Get a memory profile of the application and inspect it. There are a variety of ways to do this; I used the NetBeans memory profiler. When I ran it, it told me that a byte[] with 10,000,000 elements was held by a field arg$1 in a class named CaptureTest$$Lambda$9. This is as far as the OP got.

The counter on this class name isn't useful, as it represents a sequence number of classes generated by the lambda metafactory, in the order they were generated at runtime. Knowing the runtime sequence doesn't tell us very much about where it originated in the source code.

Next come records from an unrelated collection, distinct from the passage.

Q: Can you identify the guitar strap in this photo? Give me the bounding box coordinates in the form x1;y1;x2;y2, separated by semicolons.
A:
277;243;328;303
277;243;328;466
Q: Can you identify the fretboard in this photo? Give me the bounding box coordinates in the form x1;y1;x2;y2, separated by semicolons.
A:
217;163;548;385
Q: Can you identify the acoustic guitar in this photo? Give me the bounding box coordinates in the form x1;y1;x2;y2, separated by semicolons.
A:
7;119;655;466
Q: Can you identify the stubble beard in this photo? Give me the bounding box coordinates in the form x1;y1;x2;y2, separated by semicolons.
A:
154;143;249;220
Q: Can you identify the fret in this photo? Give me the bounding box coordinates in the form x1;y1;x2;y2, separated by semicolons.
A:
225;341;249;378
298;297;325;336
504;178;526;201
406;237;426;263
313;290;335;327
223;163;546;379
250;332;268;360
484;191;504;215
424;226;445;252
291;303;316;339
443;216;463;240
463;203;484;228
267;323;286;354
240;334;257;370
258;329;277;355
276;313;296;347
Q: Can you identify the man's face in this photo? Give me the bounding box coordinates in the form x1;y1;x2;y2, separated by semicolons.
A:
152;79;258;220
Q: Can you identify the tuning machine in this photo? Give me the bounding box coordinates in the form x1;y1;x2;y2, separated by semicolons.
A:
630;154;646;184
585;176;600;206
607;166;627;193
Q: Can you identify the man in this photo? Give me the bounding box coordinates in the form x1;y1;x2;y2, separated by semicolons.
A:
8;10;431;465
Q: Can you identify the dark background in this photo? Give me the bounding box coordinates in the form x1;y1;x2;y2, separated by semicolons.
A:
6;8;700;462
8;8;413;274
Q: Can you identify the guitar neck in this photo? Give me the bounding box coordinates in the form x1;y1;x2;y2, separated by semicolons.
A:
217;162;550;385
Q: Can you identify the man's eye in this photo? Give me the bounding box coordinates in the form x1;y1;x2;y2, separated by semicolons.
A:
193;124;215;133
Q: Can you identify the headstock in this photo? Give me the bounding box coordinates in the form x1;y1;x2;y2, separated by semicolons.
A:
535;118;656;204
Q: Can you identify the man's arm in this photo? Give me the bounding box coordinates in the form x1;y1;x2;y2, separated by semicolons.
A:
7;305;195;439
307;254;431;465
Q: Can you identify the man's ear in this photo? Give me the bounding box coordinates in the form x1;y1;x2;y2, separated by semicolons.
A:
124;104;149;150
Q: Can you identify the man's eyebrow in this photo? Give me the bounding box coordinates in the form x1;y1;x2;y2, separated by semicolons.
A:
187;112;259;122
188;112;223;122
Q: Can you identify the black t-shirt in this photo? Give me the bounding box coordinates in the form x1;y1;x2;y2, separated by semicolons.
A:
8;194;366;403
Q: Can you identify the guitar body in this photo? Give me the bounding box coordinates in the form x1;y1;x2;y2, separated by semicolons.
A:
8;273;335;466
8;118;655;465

However, we've asked the lambda metafactory to dump its classes, so we can go look at this particular class to see what it does. Indeed, in the output directory, there is a file CaptureTest$$Lambda$9.class. Running javap -c on it reveals the following:

final class CaptureTest$$Lambda$9 implements java.util.function.IntSupplier {
  public int getAsInt();
    Code:
       0: aload_0
       1: getfield      #15                 // Field arg$1:Ljava/lang/Object;
       4: invokestatic  #28                 // Method CaptureTest.lambda$bar$2:(Ljava/lang/Object;)I
       7: ireturn
}

You can decompile the constant pool entries, but javap helpfully puts symbolic names in comments to the right of the bytecodes. You can see that this loads the arg$1 field -- the offending reference -- and passes it to the method CaptureTest.lambda$bar$2. This is lambda number 2 (starting from zero) in our source file, and it's the first of two lambda expressions within the bar() method. Now you can go back to the javap output of the original class and use the line number information from the lambda static method to find the location in the source file. The line number information of the CaptureTest.lambda$bar$2 method points to line 29. The lambda at this location is

    () -> o.hashCode()

where o is a free variable, which is a capture of one of the arguments to the bar() method.

Answer 2

This is a little convoluted, but you may try:

• starting your JVM with -Djdk.internal.lambda.dumpProxyClasses=/path/to/directory/. The option will make JVM dump generated proxy objects (class files) to a directory of your choice

• you can try decompiling thus generated classes. I have created a sample Java code that used lambdas and then opened one of the generated class files (file named Test$$Lambda$3.class) in Intellij Idea and it has been decompiled to:

  import java.util.function.IntPredicate;
  
  // $FF: synthetic class
  final class Test$$Lambda$3 implements IntPredicate {
      private Test$$Lambda$3() { 
      }
  
      public boolean test(int var1) {
          return Test.lambda$bar$1(var1);
      }
  }
  

• from there you can infer type of lambda (IntPredicate in the example), name of class it was defined in (Test) and name of method it was defined in (bar).